We are proud to have contributed to Hello Tomorrow's 2026 Semiconductor Innovation Report, alongside Lawrence Lundy-Bryan from our team and contributors from ASML, M Ventures, Supernova, Paragraf, Vaire, DIAMFAB, SpiNNcloud, Akhetonics and SiPearl.
One pattern frames the whole report. Europe holds 38% of the world's sensor and actuator startups and 32% of photonics and optoelectronics. We invent this technology. Then 78% of European semiconductor startups stay parked at TRL 1 to 5, still in the lab, while only 3% reach deployment. The ones that break through are often bought by someone else.
The funding data tells the same story. Europe produces a quarter of the world's semiconductor startups and captures 7% of the funding. Median lifetime funding per European startup is 6.6 million dollars. In China it is 25.2 million.

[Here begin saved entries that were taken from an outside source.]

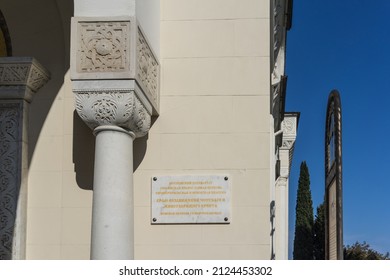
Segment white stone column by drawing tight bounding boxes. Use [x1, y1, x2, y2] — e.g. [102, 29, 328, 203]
[275, 176, 288, 260]
[71, 13, 159, 260]
[91, 126, 135, 259]
[274, 113, 299, 260]
[0, 57, 50, 260]
[74, 86, 153, 259]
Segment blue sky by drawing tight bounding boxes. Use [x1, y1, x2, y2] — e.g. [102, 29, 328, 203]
[286, 0, 390, 258]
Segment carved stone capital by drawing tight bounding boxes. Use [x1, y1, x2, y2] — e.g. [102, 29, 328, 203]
[0, 57, 50, 102]
[71, 17, 159, 115]
[279, 113, 300, 179]
[75, 89, 151, 138]
[281, 114, 298, 150]
[276, 176, 288, 188]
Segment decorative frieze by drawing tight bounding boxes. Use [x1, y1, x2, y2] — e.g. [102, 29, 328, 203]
[75, 90, 151, 137]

The report is clear that the missing piece is not early-stage capital, and it is not science. It is the industrial pull that turns a lab result into something a customer has already agreed to buy. In the US that pull comes from the hyperscalers. In China it comes from state procurement. Europe's version is research-led, which produces excellent startups and a very quiet demand signal.
The encouraging part is that Europe already owns the tools to fix this. The report points to three: co-development with industry at TRL 3 to 6, so a startup earns the industrial reference it needs to raise growth capital; corporate venture capital reaching down to TRL 1 to 5, so a corporate can act as strategic early adopter and anchor customer; and pre-competitive consortia, so companies can share the cost of infrastructure without giving up their competitive position. The catch is timing. Today these instruments arrive after commercial validation, once the terms have already been set by others. The opportunity is to bring them forward.
That is exactly the mechanism we are building at Cloudberry VC. Not just a cheque, but a specialist seed fund with a platform around it, and an LP base of strategics who can be a founder's first real customer, co-development partner, and supplier. That base already includes Siemens, GlobalFoundries, Radiant Opto-electronics, and semiconductor industry veterans who have built and scaled companies before, with more to come. Seed money on its own does not create industrial pull. Seed money next to the right industrial partners does.
The window is open now. Europe still has a real opening in photonics, wide-bandgap semiconductors and other domains where advantages have not yet entrenched. Unusually for this industry, where leads typically compound over decades, these contests remain open. Each closes at a different pace, and each rewards whoever moves first.